Selene Vigil from 7 Year Bitch. One of those bands where the ladies were the mighty roar. (Photo by Lance Mercer)

So much of my music journalism career was spent with thoughts like that. I existed in a place detached from the core of my emotional temperature gauge. Some might say I disassociated from the events. They’re not wrong when read in the context of feeling outside of yourself and observing actions as if from a distance. But the thing is, there were plenty of times when I clocked feelings of pride or exhilaration at certain bad-behavior events. One time in particular comes to mind. I was at a random venue sitting with the singer of a band that had grown from playing local clubs to stadium-size shows. I’d known this guy for a couple of years, back when the group was just starting, playing small places in the midwest, then crashing onto a small indie label and growing large on a huge record label from there. At the time, their type of surge-n-slow bombastic rock songs straddled both the so-called grunge and the anthemic, attracting folx who loved Nirvana and Rush. There we were, a group of us in some-such club having drinks, etc., he on my left. Suddenly he leaned over and bit into my pleather pants at the knee, managing to rip a hole clean through, then looked at me with a shit-eating grin, grabbed his drink and went back to whatever conversation was happening as if he’d just grabbed a handful of nuts. Maybe there was already a little tear that he took advantage of like some kind of puppy-needs-chew-toy moment, but the act was aggressive and startling. My reaction: I laughed as my ego swelled. Out of all the people in the place whose pants he could have chomped into, he chose mine. I think I may have hoped someone had seen it happen and then thought, Damn, I wish B—- C—– would rip out the knee of my trousers with his teeth. I do remember being caught up short seeing the concerned expression on the face of my friend sitting to my right and suspecting that I should be equally as rattled. Yet when she asked, Are you alright? I laughed. Sure. Naturally. This is par for the rock’n’roll course. C’mon, you’d be daft to not expect a rock star to bite through your pants. Isn’t that what we’re here for?

Well, no, not really. My overriding sense of detachment at the time kept me flying over these emotional flashpoints at a distance where the air felt very thin and it was hard to think straight. That was my excuse for not immediately connecting with the annoyance that some rock dude had just ruined a pair of my favorite pants, which I couldn’t afford to replace, nor had he offered to. And what about that weird pride at being chosen for this kind of aggressive act? I decided it was flattering for no other reason than he was a known quantity, something I didn’t think I was.

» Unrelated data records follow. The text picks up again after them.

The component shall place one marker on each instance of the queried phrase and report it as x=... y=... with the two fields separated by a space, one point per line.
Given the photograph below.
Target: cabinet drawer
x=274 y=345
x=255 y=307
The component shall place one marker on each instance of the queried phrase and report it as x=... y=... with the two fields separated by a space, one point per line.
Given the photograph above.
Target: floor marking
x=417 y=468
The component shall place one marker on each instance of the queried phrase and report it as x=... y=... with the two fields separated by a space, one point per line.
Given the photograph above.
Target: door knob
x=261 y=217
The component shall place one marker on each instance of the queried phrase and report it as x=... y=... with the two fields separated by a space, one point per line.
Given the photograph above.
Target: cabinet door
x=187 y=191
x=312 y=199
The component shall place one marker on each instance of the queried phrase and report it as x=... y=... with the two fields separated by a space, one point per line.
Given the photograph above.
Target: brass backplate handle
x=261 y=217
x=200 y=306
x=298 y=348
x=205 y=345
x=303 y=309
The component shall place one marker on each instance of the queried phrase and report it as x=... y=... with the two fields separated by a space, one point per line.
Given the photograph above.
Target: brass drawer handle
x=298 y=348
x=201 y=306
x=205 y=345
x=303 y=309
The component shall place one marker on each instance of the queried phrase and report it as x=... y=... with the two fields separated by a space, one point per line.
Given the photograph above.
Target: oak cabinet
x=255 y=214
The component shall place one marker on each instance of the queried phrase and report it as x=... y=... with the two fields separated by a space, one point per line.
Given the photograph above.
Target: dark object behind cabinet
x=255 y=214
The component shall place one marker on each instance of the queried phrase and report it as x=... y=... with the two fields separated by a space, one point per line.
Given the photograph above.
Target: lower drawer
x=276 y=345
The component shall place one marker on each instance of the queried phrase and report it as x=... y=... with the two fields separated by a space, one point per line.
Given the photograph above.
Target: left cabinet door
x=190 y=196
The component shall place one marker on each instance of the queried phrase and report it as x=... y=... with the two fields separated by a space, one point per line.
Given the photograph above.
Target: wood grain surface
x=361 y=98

Boy did I need out of that game, which I did, not leaving behind aggro sexism for good but at least putting some distance between myself and a business that uses that behavior as a badge of honor, point of pride.

I still to this day have so much love for the ladies who played the game back then, banded together, and made their point in both music and interviews. I’m also happy that a portion of the male musicians I worked with considered themselves feminists and for the most part acted like that, at least in my presence. The twilight sedation around those years has faded and the loopy aftereffects diminished too. Eventually, everything ends up merging back together: body, mind, soul, emotions, and whatever else I left out there. The healing process takes paying attention: understanding the swelling is a protective thing to give stuff space to heal, and the tender-to-the- touch bruise a reminder to pay attention and be okay with the discomfort. Won’t last forever. Oh, and my mouth’s getting better as well.